Since the pareto solution is a non-dominated solution, the rescue efficiency formula is introduced to compare the rescue benefits of each dispatch result, as shown in Table 7:

Table 7 Results of rescue time, victims’ satisfaction, volunteers’ fatigue and rescue effectiveness

From the above table, it can be seen that with the increase of fatigue exponent λ, the mean value of fatigue of volunteer rescue organizations increases significantly, while the satisfaction of the victims does not show significant changes, so it can be considered that the fatigue exponent λ is [0.01,0.03,0.05] three values of the satisfaction of the victims has less impact. In the results of MOPSO algorithm solution, when λ = 0.01, Program 5 performs better in terms of rescue duration and satisfaction, which is the best choice among all the programs, Program 4 performs worse in terms of fatigue value and satisfaction, which is the worse choice among all the programs, and the rescue duration of Program 1 is the longest, but the benefit is not the highest, which indicates that the rescue efficiency can be further improved; continue to compare λ = 0.03 and λ = 0.05 when obtaining the dispatching options, the following conclusions can be drawn: option 5 still performs well under different fatigue accumulation indices, especially in terms of rescue duration and satisfaction of the victims, and option 8 shows the shortest rescue duration at λ = 0.05. Therefore, based on the comprehensive analysis, either Option 5 or Option 8 can be considered as the preferred option, as shown in Table 8 below, and further evaluated and adjusted in light of the specific needs and circumstances.
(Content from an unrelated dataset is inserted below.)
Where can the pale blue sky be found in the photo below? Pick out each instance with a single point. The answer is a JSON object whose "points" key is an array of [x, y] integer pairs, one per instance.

Table 8 Results of MOPSO solving

In the results of the HGWPSO algorithm solution, λ is 0.01, the rescue benefit of result b is the highest, and the rescue benefit of result c is the lowest. Result b performs similarly to result 5 in terms of rescue benefit and has a mean value of 2.1603, which is also closer to the results solved by result 5; λ = 0.03, result d has the highest rescue benefit and result a has the lowest rescue benefit, and compared with λ is 0.01, result b’s rescue benefit decreases slightly, while result d’s rescue benefit improves significantly; When λ = 0.05, result e has the highest rescue benefit and result d has the lowest rescue benefit. Compared with the previous results, the performances of result e and result f show some changes, especially the performance of scheme e in rescue benefit is improved, while the performance of scheme d shows a significant decrease. Comparing the results obtained by solving the two algorithms, it can be seen that they basically come to the same conclusion, i.e., as λ increases, the performance of certain results will change.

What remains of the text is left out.